His bare foot squashed damp leaves.
He looked forward.
Visible above the wall, its crenelations irregular in moon-mist, the mansion he neared now slowed his gait. Not his destination, it was, he knew, deserted—as were several walled estates near here. But there was a story to this one, and he angled away to see better where tiles had fallen from the façade, and terra-cotta castings had dropped from the cornice to crash—how many years before?—onto the lawns, behind silent stone.
The mansion had once been a lesser town house of a southern baron, Lord Aldamir, who, as his power had eroded in the south, had leased this home in the north to a series of minor nobles. They had not treated it well, had finally abandoned it. Then the political upstart, Gorgik the Liberator, had rented the building as headquarters for his campaign to abolish slavery throughout Nevèrÿon. The Liberator’s armed men had patrolled its roof and stood guard at its deep-set gate. Horses had cantered to the studded entranc
e, their riders bawling messages for the leader within.
The Liberator was a giant of a man, so people said, and had once been a slave himself in the empress’s obsidian mines at the foot of the Faltha Mountains. Gaining his freedom, he’d continued to wear his slave collar, declaring it would stay round his neck till, whether by armed force or political mandate, slavery itself was obliterated from the land.
Later, people noted that it was not the radicalness of his program that had so upset the country, for, in truth, slavery as an economic reality had been falling away from Nevèrÿon ever since the Dragon had been expelled from the High Court twenty-five years before, when the Eagle—or her manifestation in the Child Empress Ynelgo—had commenced her just and generous reign.
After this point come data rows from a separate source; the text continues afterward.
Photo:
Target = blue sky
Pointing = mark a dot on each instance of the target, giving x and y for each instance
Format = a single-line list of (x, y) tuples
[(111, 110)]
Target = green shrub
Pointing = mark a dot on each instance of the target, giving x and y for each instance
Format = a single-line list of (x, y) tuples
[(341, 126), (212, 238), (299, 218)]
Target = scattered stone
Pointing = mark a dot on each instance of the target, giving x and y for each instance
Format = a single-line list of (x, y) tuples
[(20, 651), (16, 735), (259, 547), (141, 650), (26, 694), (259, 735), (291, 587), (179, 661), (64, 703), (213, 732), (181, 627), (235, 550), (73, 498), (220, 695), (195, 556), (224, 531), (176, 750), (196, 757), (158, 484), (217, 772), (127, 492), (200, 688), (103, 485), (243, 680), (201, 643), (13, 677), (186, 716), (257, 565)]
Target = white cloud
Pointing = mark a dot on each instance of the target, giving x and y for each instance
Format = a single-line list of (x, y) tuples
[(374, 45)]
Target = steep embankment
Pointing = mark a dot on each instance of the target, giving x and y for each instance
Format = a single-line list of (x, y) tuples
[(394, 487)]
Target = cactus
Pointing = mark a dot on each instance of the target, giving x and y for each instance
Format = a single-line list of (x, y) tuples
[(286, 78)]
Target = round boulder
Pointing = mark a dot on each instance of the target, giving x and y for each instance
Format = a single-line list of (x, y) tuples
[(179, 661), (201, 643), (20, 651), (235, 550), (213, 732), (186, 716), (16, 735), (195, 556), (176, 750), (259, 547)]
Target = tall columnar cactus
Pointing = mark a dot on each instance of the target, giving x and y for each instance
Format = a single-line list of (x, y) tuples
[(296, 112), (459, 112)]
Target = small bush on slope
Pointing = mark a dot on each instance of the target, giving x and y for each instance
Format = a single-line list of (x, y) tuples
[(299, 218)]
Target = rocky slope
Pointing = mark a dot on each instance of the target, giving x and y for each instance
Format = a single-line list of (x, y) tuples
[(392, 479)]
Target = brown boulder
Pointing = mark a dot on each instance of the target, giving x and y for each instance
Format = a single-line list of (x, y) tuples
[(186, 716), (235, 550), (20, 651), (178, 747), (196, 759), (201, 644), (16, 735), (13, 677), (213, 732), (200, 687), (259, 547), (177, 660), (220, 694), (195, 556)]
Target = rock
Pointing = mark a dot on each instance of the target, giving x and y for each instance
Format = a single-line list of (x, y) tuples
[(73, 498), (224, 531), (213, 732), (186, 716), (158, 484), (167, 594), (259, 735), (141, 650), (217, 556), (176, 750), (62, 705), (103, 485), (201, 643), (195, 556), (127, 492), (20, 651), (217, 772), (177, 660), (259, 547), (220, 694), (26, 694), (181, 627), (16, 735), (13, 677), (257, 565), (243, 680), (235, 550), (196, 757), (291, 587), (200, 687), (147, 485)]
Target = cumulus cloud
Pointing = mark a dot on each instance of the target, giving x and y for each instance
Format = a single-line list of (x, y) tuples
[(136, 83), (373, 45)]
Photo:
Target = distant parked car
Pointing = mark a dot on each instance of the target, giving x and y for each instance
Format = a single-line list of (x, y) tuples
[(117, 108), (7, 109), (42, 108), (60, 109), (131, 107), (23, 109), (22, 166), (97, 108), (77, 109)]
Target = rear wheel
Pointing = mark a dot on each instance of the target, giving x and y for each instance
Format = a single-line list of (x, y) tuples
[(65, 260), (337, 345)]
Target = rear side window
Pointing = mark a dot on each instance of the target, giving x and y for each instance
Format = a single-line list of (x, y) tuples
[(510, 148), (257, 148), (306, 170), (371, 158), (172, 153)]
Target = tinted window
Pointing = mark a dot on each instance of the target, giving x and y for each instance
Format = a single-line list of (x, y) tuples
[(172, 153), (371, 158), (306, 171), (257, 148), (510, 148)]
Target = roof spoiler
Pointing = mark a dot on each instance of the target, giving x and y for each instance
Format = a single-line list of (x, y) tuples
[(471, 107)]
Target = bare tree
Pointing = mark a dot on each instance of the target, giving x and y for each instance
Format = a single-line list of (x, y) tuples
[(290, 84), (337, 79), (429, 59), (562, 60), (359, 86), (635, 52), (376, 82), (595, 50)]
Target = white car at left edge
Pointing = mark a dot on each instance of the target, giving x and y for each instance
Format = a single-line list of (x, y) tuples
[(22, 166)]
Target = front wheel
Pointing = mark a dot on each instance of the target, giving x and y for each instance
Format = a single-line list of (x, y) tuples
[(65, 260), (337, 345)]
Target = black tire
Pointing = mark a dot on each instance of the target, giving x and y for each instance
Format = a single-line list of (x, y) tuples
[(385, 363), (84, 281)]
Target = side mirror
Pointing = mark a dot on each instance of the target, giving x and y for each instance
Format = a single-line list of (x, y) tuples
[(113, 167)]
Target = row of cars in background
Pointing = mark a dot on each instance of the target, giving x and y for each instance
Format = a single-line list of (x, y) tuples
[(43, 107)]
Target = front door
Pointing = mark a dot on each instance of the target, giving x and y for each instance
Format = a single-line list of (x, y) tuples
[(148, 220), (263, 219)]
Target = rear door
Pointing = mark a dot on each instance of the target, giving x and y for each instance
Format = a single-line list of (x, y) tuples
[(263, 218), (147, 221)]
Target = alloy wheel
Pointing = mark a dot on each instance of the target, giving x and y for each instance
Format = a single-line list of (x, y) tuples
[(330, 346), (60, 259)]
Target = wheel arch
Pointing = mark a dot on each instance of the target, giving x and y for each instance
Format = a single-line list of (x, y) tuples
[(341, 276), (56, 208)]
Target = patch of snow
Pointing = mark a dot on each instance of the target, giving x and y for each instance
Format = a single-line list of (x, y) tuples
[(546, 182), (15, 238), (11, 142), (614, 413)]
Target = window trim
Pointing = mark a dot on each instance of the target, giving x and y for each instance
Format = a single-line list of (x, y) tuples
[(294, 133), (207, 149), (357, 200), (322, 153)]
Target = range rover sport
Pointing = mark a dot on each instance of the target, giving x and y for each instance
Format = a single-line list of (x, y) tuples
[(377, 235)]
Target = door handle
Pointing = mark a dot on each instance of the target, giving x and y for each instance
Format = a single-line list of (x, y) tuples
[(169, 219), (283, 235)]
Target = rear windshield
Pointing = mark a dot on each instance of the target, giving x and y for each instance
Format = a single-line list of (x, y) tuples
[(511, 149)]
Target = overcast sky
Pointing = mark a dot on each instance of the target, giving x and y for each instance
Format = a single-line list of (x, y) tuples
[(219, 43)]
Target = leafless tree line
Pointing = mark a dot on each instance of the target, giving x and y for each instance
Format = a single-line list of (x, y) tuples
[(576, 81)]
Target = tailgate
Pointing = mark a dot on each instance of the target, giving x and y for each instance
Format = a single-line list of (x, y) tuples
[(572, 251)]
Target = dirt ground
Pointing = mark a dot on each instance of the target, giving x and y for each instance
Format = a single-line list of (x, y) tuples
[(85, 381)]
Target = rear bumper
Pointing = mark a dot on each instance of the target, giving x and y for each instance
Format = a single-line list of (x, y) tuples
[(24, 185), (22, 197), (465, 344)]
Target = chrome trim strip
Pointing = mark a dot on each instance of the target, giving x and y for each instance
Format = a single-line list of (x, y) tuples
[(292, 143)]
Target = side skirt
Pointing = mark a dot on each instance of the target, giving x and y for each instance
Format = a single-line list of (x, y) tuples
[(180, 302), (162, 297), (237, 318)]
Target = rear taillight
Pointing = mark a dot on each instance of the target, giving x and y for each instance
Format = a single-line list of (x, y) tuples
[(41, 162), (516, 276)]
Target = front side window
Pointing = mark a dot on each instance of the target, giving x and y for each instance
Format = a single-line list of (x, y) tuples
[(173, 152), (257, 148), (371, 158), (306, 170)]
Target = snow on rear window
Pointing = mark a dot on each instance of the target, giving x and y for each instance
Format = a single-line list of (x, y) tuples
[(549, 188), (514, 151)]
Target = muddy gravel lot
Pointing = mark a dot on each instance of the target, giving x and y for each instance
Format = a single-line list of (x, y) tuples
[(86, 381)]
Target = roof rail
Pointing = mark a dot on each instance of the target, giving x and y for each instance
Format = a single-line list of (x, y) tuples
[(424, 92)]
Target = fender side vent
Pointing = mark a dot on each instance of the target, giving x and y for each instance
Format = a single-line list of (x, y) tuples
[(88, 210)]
Rather it was the radicalness of his appearance that had bothered the nobles, merchants, and their conservative employees—not the Liberator’s practice so much as his potential; for appearances are signs of possibilities, at least when one remembers that what appears may be a sign by masking as easily as by manifesting.
Several armed and surprise attacks on the Liberator had been financed from various sources. Gorgik had repelled them. But once a rabble of unemployed and impoverished workers, supplemented by soldiers from the private guard of nobles close to the court (despite their aid, the contributors had managed to remain as nameless as the gods), gathered on a misty night in the month of the Weasel, when the fog lapped late over the mountains and rolled down through the moonlight to obscure the city’s corners and crevices.
They’d stormed the Liberator’s house.
Here, however, the story crumbled into conflicting versions. Some said that, on hearing the approaching horde, the Liberator had fled with his supporters to the hills around Kolhari and up into the Falthas. Others said, no, that was impossible. The gang had been too stealthy, too quick. It was far more likely that, in the fog, they had simply raided the wrong mansion and the Liberator, hearing of it a mansion or two away, had had time to escape. Still others claimed they’d got the proper house all right—the very building that rose behind the wall before the smuggler now—but the information that this was the Liberator’s headquarters had been, itself, misdirection. The home here had never belonged to the Liberator at all; the true headquarters were a close and careful secret.